Les chercheurs n’ont pas été en mesure de confirmer la cause de l’association, si elle est due à la maladie mentale elle-même, ou peut-être parce que les troubles psychotiques augmentent la probabilité de conditions qui à leur tour augmentent le risque de démence. Une partie de l’association peut être due au fait que les symptômes psychotiques pourraient être des marqueurs précoces de la démence chez certaines personnes, mais le fait que certaines des études aient eu de très longues périodes de suivi et aient inclus des personnes souffrant de psychose à un jeune âge suggère que ce n’est pas la seule explication.

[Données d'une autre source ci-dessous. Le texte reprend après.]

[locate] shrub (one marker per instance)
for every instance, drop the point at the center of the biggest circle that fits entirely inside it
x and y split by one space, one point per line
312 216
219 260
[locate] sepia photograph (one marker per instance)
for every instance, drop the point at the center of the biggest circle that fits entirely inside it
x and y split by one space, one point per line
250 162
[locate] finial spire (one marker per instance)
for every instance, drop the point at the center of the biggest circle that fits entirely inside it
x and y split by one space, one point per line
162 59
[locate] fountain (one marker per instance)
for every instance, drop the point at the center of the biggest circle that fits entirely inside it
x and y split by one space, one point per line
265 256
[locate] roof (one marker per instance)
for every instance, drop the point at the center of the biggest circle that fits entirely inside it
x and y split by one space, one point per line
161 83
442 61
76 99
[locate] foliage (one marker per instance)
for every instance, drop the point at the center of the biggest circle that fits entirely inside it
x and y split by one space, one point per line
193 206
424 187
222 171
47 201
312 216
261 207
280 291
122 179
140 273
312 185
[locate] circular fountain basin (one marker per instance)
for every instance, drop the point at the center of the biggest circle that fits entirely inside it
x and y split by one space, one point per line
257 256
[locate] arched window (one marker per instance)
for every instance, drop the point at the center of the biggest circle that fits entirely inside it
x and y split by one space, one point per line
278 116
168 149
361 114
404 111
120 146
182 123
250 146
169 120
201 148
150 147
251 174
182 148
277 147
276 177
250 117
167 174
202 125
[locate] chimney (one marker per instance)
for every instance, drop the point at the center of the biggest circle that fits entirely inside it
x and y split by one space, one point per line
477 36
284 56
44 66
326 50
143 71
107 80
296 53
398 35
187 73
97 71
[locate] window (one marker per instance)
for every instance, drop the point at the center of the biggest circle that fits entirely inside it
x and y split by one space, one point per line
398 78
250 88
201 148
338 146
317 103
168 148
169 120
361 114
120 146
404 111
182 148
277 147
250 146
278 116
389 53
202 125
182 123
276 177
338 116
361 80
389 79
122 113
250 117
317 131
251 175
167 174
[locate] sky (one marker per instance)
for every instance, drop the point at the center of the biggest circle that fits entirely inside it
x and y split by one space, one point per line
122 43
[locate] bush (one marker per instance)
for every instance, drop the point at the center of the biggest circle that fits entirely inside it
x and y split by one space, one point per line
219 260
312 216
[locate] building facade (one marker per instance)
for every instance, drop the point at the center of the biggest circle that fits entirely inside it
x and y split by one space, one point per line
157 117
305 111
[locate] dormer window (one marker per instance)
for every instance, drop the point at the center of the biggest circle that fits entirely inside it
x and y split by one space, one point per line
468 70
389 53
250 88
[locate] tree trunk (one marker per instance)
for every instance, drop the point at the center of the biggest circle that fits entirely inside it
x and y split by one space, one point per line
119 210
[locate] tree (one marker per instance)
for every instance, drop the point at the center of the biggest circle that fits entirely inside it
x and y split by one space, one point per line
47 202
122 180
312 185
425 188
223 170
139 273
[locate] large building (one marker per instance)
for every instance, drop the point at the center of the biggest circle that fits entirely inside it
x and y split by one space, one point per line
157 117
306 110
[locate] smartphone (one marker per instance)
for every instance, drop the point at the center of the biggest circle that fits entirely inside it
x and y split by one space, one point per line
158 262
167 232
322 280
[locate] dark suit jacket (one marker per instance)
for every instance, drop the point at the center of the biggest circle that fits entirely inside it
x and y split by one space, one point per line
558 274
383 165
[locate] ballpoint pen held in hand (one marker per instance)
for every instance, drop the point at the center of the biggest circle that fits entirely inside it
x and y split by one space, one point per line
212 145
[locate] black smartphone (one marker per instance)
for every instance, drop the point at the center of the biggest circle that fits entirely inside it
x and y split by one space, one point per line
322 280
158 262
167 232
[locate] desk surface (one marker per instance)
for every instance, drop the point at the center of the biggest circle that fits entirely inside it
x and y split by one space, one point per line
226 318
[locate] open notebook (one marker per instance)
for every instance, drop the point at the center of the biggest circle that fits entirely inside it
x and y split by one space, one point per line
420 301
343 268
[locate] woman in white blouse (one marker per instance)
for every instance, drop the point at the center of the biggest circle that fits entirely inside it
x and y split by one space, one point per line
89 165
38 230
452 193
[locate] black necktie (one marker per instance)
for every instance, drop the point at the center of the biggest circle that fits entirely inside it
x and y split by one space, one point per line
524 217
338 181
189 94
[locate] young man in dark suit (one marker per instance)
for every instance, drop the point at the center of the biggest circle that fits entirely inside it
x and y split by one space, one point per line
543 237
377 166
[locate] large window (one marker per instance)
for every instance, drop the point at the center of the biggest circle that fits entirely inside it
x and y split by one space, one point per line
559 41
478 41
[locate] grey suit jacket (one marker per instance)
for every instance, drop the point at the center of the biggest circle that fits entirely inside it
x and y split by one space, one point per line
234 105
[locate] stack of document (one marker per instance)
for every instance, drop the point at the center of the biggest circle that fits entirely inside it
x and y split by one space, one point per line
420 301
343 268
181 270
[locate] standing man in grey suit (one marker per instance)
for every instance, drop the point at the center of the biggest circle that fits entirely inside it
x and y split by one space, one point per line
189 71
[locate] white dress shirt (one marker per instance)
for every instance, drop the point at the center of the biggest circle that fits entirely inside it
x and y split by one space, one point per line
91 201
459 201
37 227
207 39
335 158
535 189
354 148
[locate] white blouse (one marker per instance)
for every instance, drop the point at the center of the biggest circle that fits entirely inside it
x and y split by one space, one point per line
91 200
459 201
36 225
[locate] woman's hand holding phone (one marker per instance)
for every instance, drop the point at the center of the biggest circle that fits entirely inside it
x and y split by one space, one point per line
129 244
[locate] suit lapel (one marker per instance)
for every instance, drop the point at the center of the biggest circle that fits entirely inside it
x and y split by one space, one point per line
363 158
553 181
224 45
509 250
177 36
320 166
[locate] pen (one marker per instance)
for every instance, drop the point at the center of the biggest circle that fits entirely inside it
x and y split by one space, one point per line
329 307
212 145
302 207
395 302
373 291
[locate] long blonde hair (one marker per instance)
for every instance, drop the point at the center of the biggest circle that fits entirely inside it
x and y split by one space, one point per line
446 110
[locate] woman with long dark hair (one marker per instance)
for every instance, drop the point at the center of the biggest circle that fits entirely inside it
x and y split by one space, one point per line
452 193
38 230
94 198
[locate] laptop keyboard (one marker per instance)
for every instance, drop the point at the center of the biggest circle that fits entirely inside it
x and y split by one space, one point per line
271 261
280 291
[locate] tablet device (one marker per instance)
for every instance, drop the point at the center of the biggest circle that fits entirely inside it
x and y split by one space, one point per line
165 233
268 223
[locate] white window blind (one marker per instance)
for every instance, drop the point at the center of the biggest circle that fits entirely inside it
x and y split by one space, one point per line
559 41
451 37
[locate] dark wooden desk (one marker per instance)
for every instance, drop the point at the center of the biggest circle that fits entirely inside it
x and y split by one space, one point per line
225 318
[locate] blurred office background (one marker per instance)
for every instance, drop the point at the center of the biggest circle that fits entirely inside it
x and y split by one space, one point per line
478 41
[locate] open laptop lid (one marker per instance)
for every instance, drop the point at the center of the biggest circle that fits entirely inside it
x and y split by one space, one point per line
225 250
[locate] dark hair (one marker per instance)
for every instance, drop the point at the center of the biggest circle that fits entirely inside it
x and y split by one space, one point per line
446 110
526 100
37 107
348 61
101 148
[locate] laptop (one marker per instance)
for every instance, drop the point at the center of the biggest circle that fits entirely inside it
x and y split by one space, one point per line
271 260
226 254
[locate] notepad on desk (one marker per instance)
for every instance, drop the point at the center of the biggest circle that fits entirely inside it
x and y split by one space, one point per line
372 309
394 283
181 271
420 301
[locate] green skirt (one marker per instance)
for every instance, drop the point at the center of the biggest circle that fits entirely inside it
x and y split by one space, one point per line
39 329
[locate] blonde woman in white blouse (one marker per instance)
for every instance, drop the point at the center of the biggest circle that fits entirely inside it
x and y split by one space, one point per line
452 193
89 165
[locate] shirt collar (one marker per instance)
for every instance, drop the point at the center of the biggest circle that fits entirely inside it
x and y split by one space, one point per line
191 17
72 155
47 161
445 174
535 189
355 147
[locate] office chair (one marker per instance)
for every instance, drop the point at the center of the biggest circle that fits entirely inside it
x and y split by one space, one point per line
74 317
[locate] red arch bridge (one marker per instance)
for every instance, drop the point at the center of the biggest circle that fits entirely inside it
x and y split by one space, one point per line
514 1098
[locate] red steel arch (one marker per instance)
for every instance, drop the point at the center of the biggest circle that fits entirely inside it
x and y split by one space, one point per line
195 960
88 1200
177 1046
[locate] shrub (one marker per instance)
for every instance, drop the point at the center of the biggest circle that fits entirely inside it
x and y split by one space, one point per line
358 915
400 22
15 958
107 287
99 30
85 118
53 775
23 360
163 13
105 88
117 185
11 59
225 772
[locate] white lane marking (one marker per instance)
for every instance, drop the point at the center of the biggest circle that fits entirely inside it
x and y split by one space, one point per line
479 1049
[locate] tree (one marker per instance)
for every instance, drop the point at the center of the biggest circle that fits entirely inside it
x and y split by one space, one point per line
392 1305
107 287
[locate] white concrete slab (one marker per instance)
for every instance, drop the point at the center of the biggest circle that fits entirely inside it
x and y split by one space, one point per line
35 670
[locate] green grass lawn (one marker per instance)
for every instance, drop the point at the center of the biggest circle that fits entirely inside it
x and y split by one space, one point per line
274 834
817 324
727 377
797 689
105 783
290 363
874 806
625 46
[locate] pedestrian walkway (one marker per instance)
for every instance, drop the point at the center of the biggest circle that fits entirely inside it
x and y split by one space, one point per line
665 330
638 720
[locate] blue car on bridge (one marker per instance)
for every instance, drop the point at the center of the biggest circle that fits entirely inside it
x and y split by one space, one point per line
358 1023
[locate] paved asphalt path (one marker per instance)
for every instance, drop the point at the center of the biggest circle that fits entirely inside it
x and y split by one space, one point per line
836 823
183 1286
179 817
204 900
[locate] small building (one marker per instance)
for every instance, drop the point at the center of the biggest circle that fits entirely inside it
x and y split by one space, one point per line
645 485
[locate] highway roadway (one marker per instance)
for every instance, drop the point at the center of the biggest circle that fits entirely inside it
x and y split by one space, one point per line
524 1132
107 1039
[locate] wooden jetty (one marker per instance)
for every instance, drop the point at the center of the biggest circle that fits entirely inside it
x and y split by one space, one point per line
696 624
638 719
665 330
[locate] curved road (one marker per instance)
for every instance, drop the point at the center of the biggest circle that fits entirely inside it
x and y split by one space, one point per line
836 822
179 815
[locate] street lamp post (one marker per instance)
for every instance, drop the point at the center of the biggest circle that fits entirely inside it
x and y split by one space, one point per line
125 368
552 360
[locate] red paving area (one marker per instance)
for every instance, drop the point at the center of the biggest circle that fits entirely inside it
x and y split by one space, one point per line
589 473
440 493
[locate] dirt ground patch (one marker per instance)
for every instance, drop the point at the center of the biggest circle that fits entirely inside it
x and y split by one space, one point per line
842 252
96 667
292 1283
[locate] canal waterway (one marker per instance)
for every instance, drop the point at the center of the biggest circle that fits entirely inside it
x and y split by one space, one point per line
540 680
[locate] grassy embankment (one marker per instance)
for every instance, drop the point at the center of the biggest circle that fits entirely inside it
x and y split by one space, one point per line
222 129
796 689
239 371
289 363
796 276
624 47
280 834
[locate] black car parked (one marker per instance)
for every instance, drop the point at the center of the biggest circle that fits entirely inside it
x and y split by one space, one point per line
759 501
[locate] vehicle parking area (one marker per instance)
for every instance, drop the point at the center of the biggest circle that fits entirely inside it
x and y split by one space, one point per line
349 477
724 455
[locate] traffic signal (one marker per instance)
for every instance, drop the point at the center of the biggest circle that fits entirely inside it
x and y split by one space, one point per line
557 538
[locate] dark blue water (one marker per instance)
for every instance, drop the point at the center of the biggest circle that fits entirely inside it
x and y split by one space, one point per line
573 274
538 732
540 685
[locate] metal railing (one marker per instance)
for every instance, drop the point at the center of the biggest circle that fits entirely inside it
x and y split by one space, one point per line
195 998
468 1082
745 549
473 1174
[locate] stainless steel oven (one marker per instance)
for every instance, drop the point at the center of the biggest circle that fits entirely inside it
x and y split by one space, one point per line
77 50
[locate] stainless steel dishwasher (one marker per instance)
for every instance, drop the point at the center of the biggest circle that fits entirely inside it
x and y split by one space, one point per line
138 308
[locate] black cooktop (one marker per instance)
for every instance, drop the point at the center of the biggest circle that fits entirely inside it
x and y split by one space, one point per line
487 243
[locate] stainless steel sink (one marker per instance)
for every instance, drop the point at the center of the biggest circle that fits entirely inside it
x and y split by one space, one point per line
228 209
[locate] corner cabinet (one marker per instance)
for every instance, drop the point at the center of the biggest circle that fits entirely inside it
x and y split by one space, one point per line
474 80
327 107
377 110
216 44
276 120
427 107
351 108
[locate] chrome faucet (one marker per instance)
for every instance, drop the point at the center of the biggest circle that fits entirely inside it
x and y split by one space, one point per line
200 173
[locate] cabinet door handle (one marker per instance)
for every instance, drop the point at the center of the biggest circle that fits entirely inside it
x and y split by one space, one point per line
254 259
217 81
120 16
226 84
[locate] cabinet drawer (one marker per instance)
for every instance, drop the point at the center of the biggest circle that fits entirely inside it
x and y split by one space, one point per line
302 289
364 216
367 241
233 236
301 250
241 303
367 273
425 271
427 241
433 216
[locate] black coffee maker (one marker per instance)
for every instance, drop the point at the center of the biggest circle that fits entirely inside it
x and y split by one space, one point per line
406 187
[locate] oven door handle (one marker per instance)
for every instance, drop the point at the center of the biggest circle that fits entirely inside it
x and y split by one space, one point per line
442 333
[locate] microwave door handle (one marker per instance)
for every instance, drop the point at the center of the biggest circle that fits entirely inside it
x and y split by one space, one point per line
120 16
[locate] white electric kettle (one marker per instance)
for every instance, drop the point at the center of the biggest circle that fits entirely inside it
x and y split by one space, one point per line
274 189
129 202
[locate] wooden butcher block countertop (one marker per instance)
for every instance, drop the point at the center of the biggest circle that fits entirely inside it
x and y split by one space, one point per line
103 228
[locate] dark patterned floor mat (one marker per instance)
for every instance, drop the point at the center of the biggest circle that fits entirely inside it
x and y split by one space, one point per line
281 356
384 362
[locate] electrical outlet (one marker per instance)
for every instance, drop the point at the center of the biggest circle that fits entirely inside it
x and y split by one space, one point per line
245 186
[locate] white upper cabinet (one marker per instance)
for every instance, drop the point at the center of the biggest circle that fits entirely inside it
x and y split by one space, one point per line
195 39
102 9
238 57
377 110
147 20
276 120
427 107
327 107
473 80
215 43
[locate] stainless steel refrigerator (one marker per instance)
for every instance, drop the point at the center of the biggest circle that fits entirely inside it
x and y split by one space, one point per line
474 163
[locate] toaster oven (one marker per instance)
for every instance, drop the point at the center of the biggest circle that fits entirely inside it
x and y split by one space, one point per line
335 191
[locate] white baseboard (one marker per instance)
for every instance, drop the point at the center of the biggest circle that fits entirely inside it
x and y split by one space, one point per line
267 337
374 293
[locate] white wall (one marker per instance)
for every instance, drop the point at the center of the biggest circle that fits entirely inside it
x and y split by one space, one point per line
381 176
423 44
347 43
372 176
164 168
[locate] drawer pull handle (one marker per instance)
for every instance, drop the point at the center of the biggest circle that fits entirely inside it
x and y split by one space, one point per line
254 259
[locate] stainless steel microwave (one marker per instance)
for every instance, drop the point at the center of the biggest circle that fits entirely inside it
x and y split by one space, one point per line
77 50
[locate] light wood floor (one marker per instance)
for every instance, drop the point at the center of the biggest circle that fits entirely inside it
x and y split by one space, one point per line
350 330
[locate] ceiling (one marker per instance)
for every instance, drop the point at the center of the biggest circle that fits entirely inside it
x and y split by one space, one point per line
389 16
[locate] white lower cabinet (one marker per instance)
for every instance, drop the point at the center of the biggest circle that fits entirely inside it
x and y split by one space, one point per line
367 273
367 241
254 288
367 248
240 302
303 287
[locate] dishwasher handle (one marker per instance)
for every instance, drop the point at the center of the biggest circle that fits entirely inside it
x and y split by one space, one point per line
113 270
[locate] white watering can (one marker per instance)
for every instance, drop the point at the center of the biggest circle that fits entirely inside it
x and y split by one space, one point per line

Le Dr Orgeta a déclaré: « Les personnes atteintes de troubles psychotiques sont plus susceptibles d’avoir d’autres problèmes de santé tels que les maladies cardiovasculaires ou l’obésité, ce qui peut augmenter le risque de démence, alors qu’elles sont également plus susceptibles d’avoir une mauvaise alimentation, de fumer ou de consommer des drogues, ce qui peut nuire à leur santé d’une manière qui pourrait augmenter leur probabilité de développer une démence. »
L’auteur principal Sara El Miniawi (UCL Psychiatry), qui a terminé la recherche dans le cadre de sa thèse de maîtrise, a déclaré: « Les troubles cognitifs et les hallucinations peuvent être des symptômes à la fois de la démence et des troubles psychotiques, il est donc possible qu’il y ait un lien entre les deux maladies. Cette déficience pourrait également limiter la réserve cognitive des personnes et augmenter leur vulnérabilité aux symptômes de démence. »
Les chercheurs n’ont pas été en mesure de déterminer si un traitement efficace des troubles psychotiques pouvait atténuer le risque de démence, ou si les médicaments antipsychotiques pouvaient être un facteur, car les preuves étaient limitées et contradictoires.
Sara El Miniawi a ajouté : « Comme les personnes atteintes de troubles psychotiques sont confrontées à un risque plus élevé de nombreux autres problèmes de santé, la gestion de leur santé physique et mentale globale est très importante, et ici nous avons constaté que les professionnels de la santé travaillant avec eux devraient également être attentifs à tout signe de déclin cognitif. »
Les chercheurs ont été soutenus par le NIHR University College London Hospitals Biomedical Research Centre.